By winking an eye the Virginia government could overlook those
subrosa actions, but the Crown still stood in the way. The difficult
solution to this problem would be to move the boundary farther west by
treaty agreement with the Indians. It would seem that only a miracle
could achieve such an aim in view of the 1763 Proclamation, but Dr.
Walker set to work.
The first step was to be sure that Virginia commissioners at Indian
treaties involving land changes would go along. The Virginia
legislature dutifully chose two men to represent the colony at such
treaties: Colonal Andrew Lewis, son of John Lewis and head of the
Greenbrier Company, and Dr.
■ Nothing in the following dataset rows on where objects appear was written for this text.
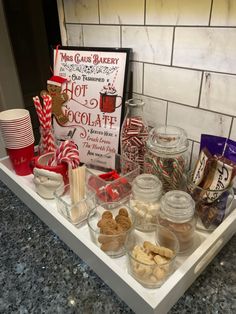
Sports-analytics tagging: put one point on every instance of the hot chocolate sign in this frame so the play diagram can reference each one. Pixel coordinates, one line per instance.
(94, 82)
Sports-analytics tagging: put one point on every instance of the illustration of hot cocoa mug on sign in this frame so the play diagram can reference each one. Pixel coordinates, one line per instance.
(109, 99)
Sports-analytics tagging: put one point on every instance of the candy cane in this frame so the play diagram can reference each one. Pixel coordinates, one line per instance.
(66, 152)
(39, 110)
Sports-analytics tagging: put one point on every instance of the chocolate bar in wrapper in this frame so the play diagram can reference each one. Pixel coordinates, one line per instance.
(213, 214)
(221, 174)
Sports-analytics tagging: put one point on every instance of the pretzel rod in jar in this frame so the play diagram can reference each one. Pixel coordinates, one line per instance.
(77, 192)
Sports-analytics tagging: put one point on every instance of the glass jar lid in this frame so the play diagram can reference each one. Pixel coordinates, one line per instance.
(147, 186)
(135, 102)
(178, 206)
(168, 139)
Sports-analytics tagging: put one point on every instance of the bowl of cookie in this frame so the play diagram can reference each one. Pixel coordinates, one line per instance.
(151, 255)
(109, 225)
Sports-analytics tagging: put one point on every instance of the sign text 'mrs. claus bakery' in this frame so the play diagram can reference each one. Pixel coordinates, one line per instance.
(94, 87)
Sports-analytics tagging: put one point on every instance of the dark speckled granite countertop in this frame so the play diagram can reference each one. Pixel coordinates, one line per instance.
(40, 274)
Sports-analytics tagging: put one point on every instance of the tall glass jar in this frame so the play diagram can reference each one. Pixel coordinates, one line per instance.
(134, 132)
(177, 213)
(145, 199)
(167, 156)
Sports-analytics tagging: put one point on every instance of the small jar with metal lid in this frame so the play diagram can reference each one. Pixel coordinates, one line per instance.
(167, 156)
(145, 199)
(177, 213)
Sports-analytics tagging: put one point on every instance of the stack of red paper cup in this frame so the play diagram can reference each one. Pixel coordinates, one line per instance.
(17, 133)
Thomas Walker, head of the Loyal Company!
Like Dinwiddie and Washington representing both government policy and
their own pocketbooks as shareholders in the Ohio Company, Lewis and
Walker could now proceed with unclouded vision.
After the Treaty of Fort Stanwix in 1768, which established the
boundary lines to the north of Virginia, Lord Shelburne in London was
anxious to settle the entire western frontier in order to avoid Indian
wars. He ordered John Stuart, superintendent of Indian affairs for the
southern department, to fix the frontier to the south. Lewis and
Walker, the Virginia commissioners, wanted to move the boundary as far
west as possible in order to make legitimate the claims of the
Greenbrier and Loyal companies. John Stuart, however, agreed with the
Cherokee chiefs that the line of the boundary should run to the mouth
of the Great Kanawha River in what is now West Virginia, rather than
farther west to the Ohio River alongside what we now call Kentucky.
The Virginia commissioners worked through their political friends and
the House of Burgesses passed a request that Stuart move the boundary
to the Ohio River. The royal governor, however, had no choice but to
back the superintendent of Indian affairs and, with the reluctant
signatures of Lewis and Walker appended, the Treaty of Lochabar, South
Carolina, in 1770, established the line at the Great Kanawha.
Then an odd thing happened. By agreement with the Cherokee chiefs,
for "a promise of =A3500 that was never paid," the line was
moved west to the Ohio River after treaty signing. It was obvious that
much rum flowed. John Stuart did not object since the change was made
with the consent of the Cherokees themselves. It is not difficult to
guess who offered the money to the Cherokee chiefs, for the line of
the Loyal Company claim now was extended even beyond the original
grant.
Dr. Walker, apparently in fear of reversal by the Privy Council, went
to work immediately. By December 16, 1773, some 980 surveys were made,
on which basis 201,554 acres of land, slightly more than one-quarter
of the original grant, were sold. Thomas Walker had succeeded, unlike
the Ohio Company shareholders, in thwarting the declared policy of the
British Crown. This was due to his close contacts with the Virginia
legislature, many of whose members had a personal interest in his
success. Indeed, the Virginia council was so subservient to Walker
that when settlers established themselves on land that the Loyal
Company no longer owned, after the revocation of the patent in 1763,
the sheriff was ordered to remove the offenders unless they purchased
their land from the company. In effect, settlers who by Virginia law
had a preemptive right to fifty acres, were forced to buy land they
had already improved from a company whose charter had lapsed. This
would have been impossible, the evidence indicates, if it were not for
the fact that Governor Dunmore in Virginia and William Legge, Earl of
Dartmouth in England (who had succeeded to the office of colonial
secretary) both were personally involved in the speculation.
It almost goes without saying that Dr. Thomas Walker in 1775
represented Albemarle County in the Virginia assembly as a member of
the Revolutionary Convention. Patriotism and land thirst were blood
brothers in the Virginia planter aristocracy.